DTP’NİN MERKEZİ SANKİ DİYARBAKIR
DTP’nin Genel Merkezi ise, gezdiklerim içinde kesinlikle en ilginç olanıydı. Çünkü, ülkenin Başkentinde, Ankara’daki Genel Merkez binasında, herhangi bir ilçe merkezindeki hareketlilik bile yoktu. Parti genel merkezindeki en üst düzey yetkili, basın müşaviriydi. Onun verdiği tek bilgi ise, tüm yöneticilerin, vekillerin, kısacası önemli kim varsa, hepsinin, Ankara’da değil, Diyarbakır’da olduklarıydı. Kısacası, DTP’nin resmi Genel Merkezi Ankara’da da olsa, belli ki fiili genel merkezi Diyarbakır’da.
En sonda ise, en acı izlenim;
Seçimden hemen önce liderini trajik bir kazada kaybeden BBP’nin genel merkezinde seçim, kimsenin umurunda değildi.

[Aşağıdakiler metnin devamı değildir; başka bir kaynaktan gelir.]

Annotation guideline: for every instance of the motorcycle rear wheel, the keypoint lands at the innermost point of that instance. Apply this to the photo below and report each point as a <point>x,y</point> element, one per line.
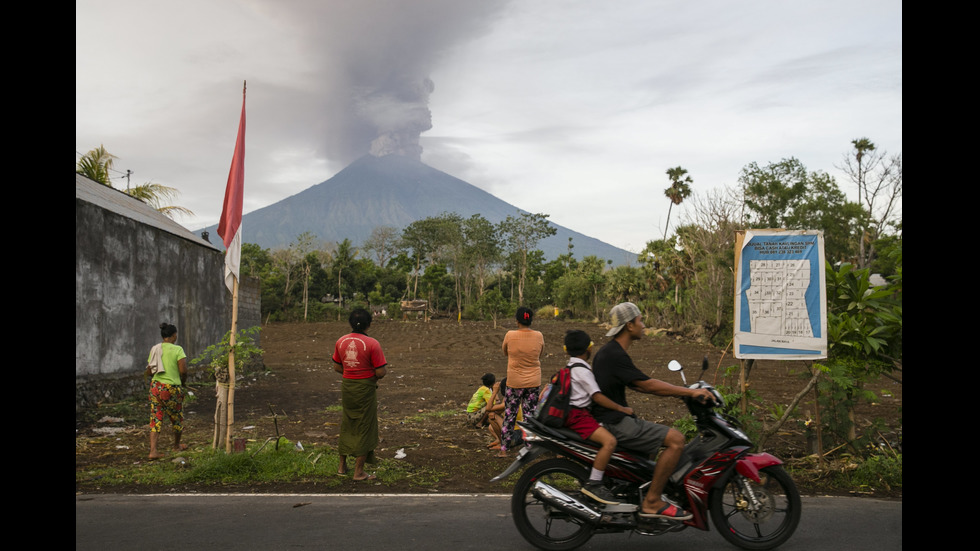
<point>541,524</point>
<point>764,522</point>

Parti Genel Merkez binasında sadece birkaç partili, hala biraz inanmaz, biraz hüzünlü oturuyor, gelenlerin baş sağlığı dileklerini kabul ediyorlardı.
Geleneksel yasa uygun şekilde, televizyonlar bile açık değildi.
Sessizce girdim, başsağlığı diledim ve çıktım.